Image 1: Screenshot of error message

This image shows a red error dialog box with the message "File not found error 404". The dialog contains an OK button in the bottom right. The background appears to be a Windows desktop environment.

This approach ensures all visual content is represented in the audio version, making your content fully accessible to audio listeners.
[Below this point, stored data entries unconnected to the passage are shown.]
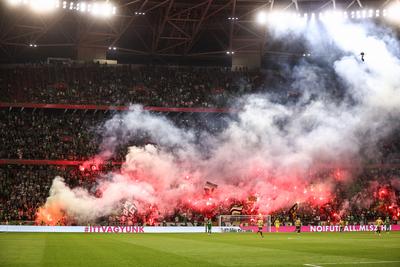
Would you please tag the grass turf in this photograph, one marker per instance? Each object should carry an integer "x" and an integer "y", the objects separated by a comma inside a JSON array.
[{"x": 230, "y": 249}]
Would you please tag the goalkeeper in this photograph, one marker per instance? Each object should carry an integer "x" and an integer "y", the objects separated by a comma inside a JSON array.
[
  {"x": 260, "y": 224},
  {"x": 209, "y": 226},
  {"x": 387, "y": 224},
  {"x": 298, "y": 223}
]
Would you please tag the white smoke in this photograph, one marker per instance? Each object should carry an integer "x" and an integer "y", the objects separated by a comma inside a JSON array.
[{"x": 270, "y": 145}]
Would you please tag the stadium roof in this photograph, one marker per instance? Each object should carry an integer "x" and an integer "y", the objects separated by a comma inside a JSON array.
[{"x": 150, "y": 27}]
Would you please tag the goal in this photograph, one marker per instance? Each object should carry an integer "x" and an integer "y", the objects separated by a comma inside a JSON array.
[{"x": 243, "y": 220}]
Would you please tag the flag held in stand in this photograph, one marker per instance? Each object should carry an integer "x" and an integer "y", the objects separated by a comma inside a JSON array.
[
  {"x": 293, "y": 211},
  {"x": 236, "y": 209},
  {"x": 210, "y": 187}
]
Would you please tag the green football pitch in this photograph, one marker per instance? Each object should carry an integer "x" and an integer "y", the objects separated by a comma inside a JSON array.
[{"x": 230, "y": 249}]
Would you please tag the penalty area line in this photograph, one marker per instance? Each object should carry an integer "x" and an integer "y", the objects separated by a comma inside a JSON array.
[{"x": 353, "y": 262}]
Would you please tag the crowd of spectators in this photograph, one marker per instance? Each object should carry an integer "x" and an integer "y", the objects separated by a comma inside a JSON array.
[
  {"x": 74, "y": 135},
  {"x": 124, "y": 85},
  {"x": 60, "y": 135},
  {"x": 24, "y": 188}
]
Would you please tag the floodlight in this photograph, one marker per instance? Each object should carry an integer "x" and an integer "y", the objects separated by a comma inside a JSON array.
[
  {"x": 43, "y": 5},
  {"x": 262, "y": 17},
  {"x": 393, "y": 12}
]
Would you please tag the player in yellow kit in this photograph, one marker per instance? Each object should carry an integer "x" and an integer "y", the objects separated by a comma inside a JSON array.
[
  {"x": 260, "y": 224},
  {"x": 379, "y": 224}
]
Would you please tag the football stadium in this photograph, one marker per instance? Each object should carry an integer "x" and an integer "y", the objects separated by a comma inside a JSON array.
[{"x": 199, "y": 133}]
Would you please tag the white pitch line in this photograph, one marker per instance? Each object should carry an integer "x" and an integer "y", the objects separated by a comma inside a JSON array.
[{"x": 353, "y": 262}]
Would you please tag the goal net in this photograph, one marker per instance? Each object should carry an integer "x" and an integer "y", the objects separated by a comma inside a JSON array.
[{"x": 244, "y": 220}]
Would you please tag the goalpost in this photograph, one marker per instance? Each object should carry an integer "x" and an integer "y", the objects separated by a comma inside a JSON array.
[{"x": 243, "y": 220}]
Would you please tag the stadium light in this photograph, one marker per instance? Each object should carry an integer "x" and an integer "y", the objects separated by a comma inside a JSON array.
[
  {"x": 262, "y": 17},
  {"x": 393, "y": 12},
  {"x": 295, "y": 19},
  {"x": 99, "y": 9}
]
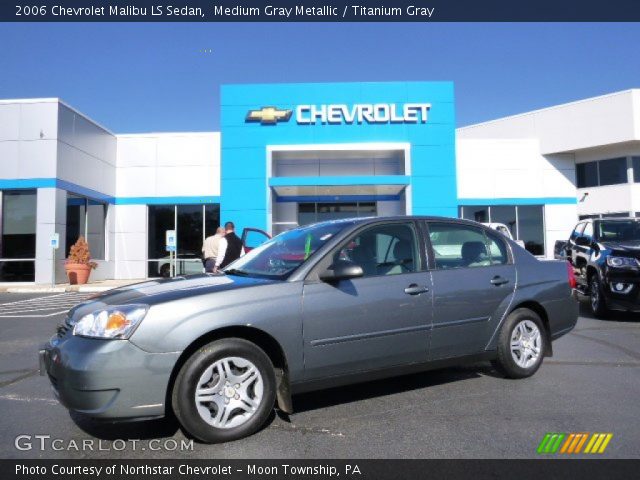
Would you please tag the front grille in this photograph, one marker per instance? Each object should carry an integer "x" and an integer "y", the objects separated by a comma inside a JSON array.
[
  {"x": 53, "y": 380},
  {"x": 62, "y": 329}
]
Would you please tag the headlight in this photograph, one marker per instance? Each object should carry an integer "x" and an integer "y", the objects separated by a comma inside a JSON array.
[
  {"x": 622, "y": 262},
  {"x": 111, "y": 322}
]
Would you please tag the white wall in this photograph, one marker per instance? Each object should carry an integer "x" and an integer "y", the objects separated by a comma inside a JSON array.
[
  {"x": 86, "y": 152},
  {"x": 588, "y": 123},
  {"x": 168, "y": 164},
  {"x": 512, "y": 169},
  {"x": 494, "y": 169},
  {"x": 610, "y": 198},
  {"x": 559, "y": 221},
  {"x": 28, "y": 137},
  {"x": 158, "y": 165},
  {"x": 130, "y": 239}
]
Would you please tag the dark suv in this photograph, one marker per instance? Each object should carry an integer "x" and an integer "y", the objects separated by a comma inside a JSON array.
[{"x": 606, "y": 255}]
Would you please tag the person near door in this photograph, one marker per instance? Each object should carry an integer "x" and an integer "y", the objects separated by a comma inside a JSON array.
[
  {"x": 212, "y": 248},
  {"x": 233, "y": 249}
]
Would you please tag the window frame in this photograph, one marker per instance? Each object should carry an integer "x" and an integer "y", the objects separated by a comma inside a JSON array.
[
  {"x": 327, "y": 260},
  {"x": 487, "y": 233}
]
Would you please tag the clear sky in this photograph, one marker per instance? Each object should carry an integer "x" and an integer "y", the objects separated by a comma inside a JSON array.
[{"x": 156, "y": 77}]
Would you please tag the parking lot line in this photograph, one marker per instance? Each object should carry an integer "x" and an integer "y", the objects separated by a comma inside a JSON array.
[{"x": 45, "y": 306}]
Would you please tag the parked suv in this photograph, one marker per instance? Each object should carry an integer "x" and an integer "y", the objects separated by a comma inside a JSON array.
[{"x": 606, "y": 255}]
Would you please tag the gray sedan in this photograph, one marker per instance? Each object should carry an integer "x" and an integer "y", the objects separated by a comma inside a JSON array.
[{"x": 319, "y": 306}]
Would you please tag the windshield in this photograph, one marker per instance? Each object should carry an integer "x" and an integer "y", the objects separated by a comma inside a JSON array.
[
  {"x": 281, "y": 255},
  {"x": 619, "y": 231}
]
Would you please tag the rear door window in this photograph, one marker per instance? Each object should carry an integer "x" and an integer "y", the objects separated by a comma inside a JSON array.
[{"x": 464, "y": 246}]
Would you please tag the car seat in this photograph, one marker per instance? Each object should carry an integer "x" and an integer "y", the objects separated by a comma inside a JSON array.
[
  {"x": 474, "y": 254},
  {"x": 403, "y": 255}
]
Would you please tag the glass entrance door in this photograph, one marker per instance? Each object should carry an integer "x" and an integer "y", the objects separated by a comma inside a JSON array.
[{"x": 320, "y": 212}]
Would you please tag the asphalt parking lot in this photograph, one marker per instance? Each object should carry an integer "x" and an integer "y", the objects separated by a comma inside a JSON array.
[{"x": 592, "y": 384}]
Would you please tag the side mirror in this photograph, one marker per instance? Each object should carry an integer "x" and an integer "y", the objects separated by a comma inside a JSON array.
[
  {"x": 342, "y": 270},
  {"x": 559, "y": 249},
  {"x": 583, "y": 241}
]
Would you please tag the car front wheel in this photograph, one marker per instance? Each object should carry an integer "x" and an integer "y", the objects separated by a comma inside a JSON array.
[
  {"x": 596, "y": 297},
  {"x": 521, "y": 344},
  {"x": 224, "y": 391}
]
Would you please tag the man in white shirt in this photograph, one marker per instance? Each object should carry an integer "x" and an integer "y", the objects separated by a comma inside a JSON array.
[{"x": 213, "y": 250}]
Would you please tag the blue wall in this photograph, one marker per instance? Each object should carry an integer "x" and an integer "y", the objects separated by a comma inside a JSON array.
[{"x": 244, "y": 145}]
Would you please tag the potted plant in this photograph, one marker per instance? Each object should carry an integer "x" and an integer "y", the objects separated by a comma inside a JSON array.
[{"x": 78, "y": 264}]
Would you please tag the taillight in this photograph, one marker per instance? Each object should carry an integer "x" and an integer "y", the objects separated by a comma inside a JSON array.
[{"x": 573, "y": 283}]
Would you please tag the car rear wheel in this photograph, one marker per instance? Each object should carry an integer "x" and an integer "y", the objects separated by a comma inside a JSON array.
[
  {"x": 596, "y": 297},
  {"x": 521, "y": 344},
  {"x": 224, "y": 391}
]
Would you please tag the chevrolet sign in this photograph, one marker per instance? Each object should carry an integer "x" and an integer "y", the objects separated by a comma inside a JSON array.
[
  {"x": 361, "y": 113},
  {"x": 268, "y": 115},
  {"x": 343, "y": 114}
]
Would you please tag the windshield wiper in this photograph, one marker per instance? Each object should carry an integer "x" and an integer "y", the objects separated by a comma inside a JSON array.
[{"x": 235, "y": 271}]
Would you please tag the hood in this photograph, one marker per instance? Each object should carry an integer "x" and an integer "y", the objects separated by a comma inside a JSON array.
[
  {"x": 629, "y": 248},
  {"x": 153, "y": 292}
]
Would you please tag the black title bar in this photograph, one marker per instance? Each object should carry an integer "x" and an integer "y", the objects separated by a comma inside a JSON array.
[
  {"x": 320, "y": 11},
  {"x": 217, "y": 469}
]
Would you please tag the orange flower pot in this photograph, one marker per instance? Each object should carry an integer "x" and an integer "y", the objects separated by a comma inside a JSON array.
[{"x": 78, "y": 273}]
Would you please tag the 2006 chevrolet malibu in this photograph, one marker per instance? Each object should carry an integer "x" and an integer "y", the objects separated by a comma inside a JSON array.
[{"x": 320, "y": 306}]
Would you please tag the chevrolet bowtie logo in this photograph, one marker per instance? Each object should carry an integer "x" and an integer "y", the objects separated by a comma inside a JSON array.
[{"x": 268, "y": 115}]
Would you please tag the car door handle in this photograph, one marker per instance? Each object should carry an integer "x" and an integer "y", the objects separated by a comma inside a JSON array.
[{"x": 415, "y": 289}]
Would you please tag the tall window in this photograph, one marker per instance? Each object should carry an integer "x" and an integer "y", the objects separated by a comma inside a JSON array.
[
  {"x": 86, "y": 217},
  {"x": 602, "y": 172},
  {"x": 17, "y": 235},
  {"x": 526, "y": 222},
  {"x": 193, "y": 223}
]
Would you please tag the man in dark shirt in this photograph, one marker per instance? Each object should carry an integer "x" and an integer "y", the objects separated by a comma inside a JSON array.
[{"x": 234, "y": 245}]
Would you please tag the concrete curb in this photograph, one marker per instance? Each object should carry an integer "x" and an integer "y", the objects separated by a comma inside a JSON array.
[
  {"x": 61, "y": 288},
  {"x": 35, "y": 290}
]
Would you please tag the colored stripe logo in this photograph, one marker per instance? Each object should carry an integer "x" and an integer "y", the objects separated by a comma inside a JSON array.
[{"x": 574, "y": 443}]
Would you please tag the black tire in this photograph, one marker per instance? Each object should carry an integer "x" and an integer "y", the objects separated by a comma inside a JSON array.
[
  {"x": 184, "y": 389},
  {"x": 505, "y": 362},
  {"x": 597, "y": 300}
]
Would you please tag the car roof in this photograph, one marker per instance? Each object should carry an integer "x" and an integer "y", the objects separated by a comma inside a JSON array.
[{"x": 365, "y": 220}]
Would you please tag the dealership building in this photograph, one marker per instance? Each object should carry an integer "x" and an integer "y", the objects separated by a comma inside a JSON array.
[{"x": 293, "y": 154}]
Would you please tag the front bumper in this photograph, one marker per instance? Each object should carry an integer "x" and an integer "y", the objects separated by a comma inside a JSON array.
[{"x": 108, "y": 379}]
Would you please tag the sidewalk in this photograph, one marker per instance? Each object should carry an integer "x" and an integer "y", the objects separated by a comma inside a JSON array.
[{"x": 97, "y": 286}]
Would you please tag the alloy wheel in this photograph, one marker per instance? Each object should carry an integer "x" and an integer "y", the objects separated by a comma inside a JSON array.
[
  {"x": 229, "y": 392},
  {"x": 526, "y": 343}
]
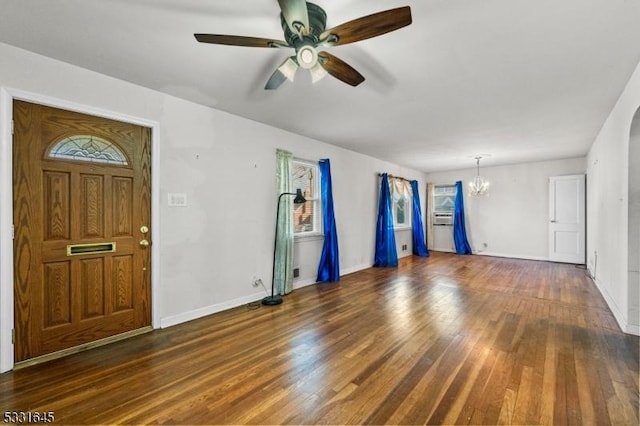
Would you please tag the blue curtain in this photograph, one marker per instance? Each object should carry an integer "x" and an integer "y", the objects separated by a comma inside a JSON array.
[
  {"x": 459, "y": 230},
  {"x": 386, "y": 254},
  {"x": 329, "y": 267},
  {"x": 419, "y": 243}
]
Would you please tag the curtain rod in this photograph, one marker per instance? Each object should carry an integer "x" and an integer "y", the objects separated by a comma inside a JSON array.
[{"x": 394, "y": 177}]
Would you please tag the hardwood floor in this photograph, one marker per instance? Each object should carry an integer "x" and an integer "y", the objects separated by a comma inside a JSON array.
[{"x": 441, "y": 340}]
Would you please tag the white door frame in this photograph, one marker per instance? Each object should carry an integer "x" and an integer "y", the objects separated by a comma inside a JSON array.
[
  {"x": 7, "y": 96},
  {"x": 580, "y": 226}
]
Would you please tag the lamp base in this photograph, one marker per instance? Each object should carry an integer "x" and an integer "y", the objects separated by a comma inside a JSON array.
[{"x": 272, "y": 300}]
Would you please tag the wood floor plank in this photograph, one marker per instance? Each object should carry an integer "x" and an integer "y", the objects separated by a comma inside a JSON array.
[{"x": 441, "y": 340}]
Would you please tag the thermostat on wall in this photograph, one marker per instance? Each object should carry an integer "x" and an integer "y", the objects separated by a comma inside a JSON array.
[{"x": 177, "y": 200}]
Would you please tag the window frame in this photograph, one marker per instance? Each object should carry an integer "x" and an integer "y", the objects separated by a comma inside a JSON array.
[
  {"x": 316, "y": 199},
  {"x": 408, "y": 197}
]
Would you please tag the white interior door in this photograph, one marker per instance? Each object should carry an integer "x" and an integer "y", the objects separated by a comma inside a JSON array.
[{"x": 567, "y": 219}]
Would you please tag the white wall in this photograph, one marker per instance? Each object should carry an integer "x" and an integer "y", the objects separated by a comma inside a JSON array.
[
  {"x": 210, "y": 250},
  {"x": 608, "y": 209},
  {"x": 633, "y": 265},
  {"x": 513, "y": 220}
]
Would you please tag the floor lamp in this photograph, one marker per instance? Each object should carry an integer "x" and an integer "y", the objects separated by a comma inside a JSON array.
[{"x": 276, "y": 299}]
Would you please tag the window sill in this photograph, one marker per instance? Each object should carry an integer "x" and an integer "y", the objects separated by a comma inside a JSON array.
[{"x": 310, "y": 236}]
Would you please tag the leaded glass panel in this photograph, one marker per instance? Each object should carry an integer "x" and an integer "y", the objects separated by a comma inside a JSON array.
[{"x": 88, "y": 148}]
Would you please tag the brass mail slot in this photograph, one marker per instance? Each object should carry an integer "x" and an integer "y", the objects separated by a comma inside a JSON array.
[{"x": 78, "y": 249}]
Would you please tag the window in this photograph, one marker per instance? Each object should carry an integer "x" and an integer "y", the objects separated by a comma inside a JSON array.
[
  {"x": 444, "y": 198},
  {"x": 306, "y": 217},
  {"x": 88, "y": 148},
  {"x": 443, "y": 204},
  {"x": 401, "y": 199}
]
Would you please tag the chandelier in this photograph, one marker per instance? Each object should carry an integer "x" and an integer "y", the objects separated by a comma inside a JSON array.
[{"x": 478, "y": 186}]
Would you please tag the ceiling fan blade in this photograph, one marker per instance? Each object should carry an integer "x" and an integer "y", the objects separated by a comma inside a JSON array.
[
  {"x": 239, "y": 40},
  {"x": 296, "y": 14},
  {"x": 367, "y": 26},
  {"x": 286, "y": 71},
  {"x": 340, "y": 69}
]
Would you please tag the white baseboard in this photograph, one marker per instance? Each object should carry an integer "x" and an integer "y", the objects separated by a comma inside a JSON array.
[
  {"x": 618, "y": 314},
  {"x": 512, "y": 256}
]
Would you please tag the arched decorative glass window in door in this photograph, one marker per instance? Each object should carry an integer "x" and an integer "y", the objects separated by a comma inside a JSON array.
[{"x": 87, "y": 148}]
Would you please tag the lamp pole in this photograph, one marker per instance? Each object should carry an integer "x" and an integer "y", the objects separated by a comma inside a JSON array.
[{"x": 276, "y": 299}]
Output to a specific directory

piper -m ~/piper-voices/en_US-amy-medium.onnx -i input.txt -d ~/audio-outputs -f output.wav

Available Options

  • -m, --model: Path to ONNX model file (required)
  • -c, --config: Path to model config file (optional, auto-detected from .onnx.json)
  • -i, --input-file: Path to input text file
  • -f, --output-file: Path to output WAV file (default: stdout)
  • -d, --output-dir: Directory for output files (default: current directory)
  • --output-raw: Stream raw audio to stdout instead of WAV
  • -s, --speaker: Speaker ID for multi-speaker models (default: 0)
  • --length-scale: Speech speed multiplier (default: 1.0)
  • --noise-scale: Generator noise level
  • --noise-w-scale: Phoneme width noise level
  • --cuda: Enable GPU acceleration
  • --sentence-silence: Seconds of silence between sentences (default: 0.0)
  • --volume: Volume multiplier (default: 1.0)
  • --no-normalize: Disable automatic volume normalization
  • --data-dir: Directory to search for voice models
  • --debug: Enable debug output

Tips

  1. Large files: For very large text files, consider splitting them into smaller chunks to avoid memory issues
  2. Quality vs Speed: Medium quality voices offer a good balance; high quality voices are slower but more natural
  3. Preprocessing: Remove special characters or formatting that might not be pronounced well
  4. Performance: The CLI loads the model each time; for repeated use, consider the HTTP API server mode

Troubleshooting

Command not found

Make sure /Users/katiemulliken/.local/bin is in your PATH:

export PATH="/Users/katiemulliken/.local/bin:$PATH"

Or use the full path:

/Users/katiemulliken/.local/bin/piper [options]

Model file errors

Ensure both the .onnx model file and .onnx.json config file are in the same directory with matching names.